33cm h x 23cm w x 9cm d
31cm h x 16cm w x 3cm d
Many years ago as an art student I was in the Greek islands and came upon a graveyard. I was particularly struck by the fact that each tomb had a personal shrine to the dead relative at the head of it, often using photos and everyday objects personal to the deceased, enclosed in a glass box. It was profound and moving. Over time they passed from my memory, but I think something must have stuck in my sub-conscious. I see elements of it in my work now, so many of them seem to be shrines of one sort or another.
the sacred & the profane
45cm h x 34cm w x 4cm d
she shall have music
50cm h x 38cm w x 20cm d
There is a game designed by Brian Eno, the musician, called Oblique Strategies. It is a series of cards that helps you make creative decisions when stuck in a rut. One card reads" Honor thy error as a hidden intention". That aphorism seemed appropriate for how this piece evolved.

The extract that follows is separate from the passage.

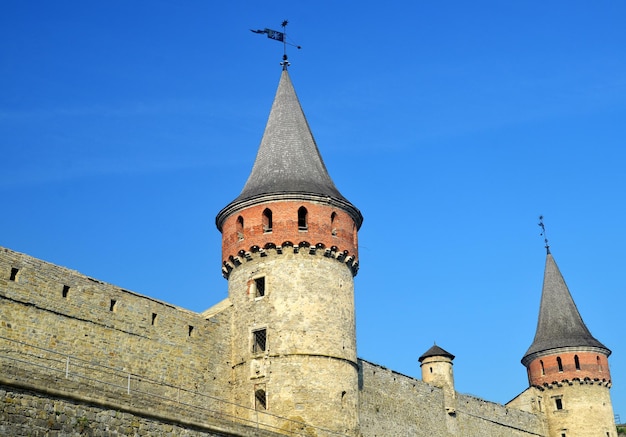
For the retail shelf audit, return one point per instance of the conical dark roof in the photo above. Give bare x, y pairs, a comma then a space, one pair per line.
560, 325
288, 164
435, 351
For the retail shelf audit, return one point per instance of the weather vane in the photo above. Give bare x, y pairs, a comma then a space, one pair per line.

The porcelain hand I'd had for over 20 years, wondering what to do with it. When it came to joining these elements together the hand fell to the floor and shattered. At first I was gutted, but when I saw all the pieces still fitted together I re-glued them and the hand reappeared. Somehow it's imperfection made it perfect for the piece. It was too clean before.
tree of life
40cm h x 25cm w x 12cm d
I am fascinated by the contrasts and similarities of nature and household objects. The starting point for this piece was the base, a candleholder. It's Victorian maker showed great artistry in mimicking leaves and foliage in the metal. Time had seen it discarded and unused. I saw it's beauty and tried to breath new life into it. The sea fan coral I had for many years previously and it seemed the perfect echo for it in color and shape. The delicacy of it contrasted beautifully with the rusty wrought metal. Onto that framework I hung simple, complimentary objects such as rusty keys, old washers, religious medals and Civil War tintypes of a young man and woman. In real life these two people had never met. In this assemblage they become the focal point and I imagine them married.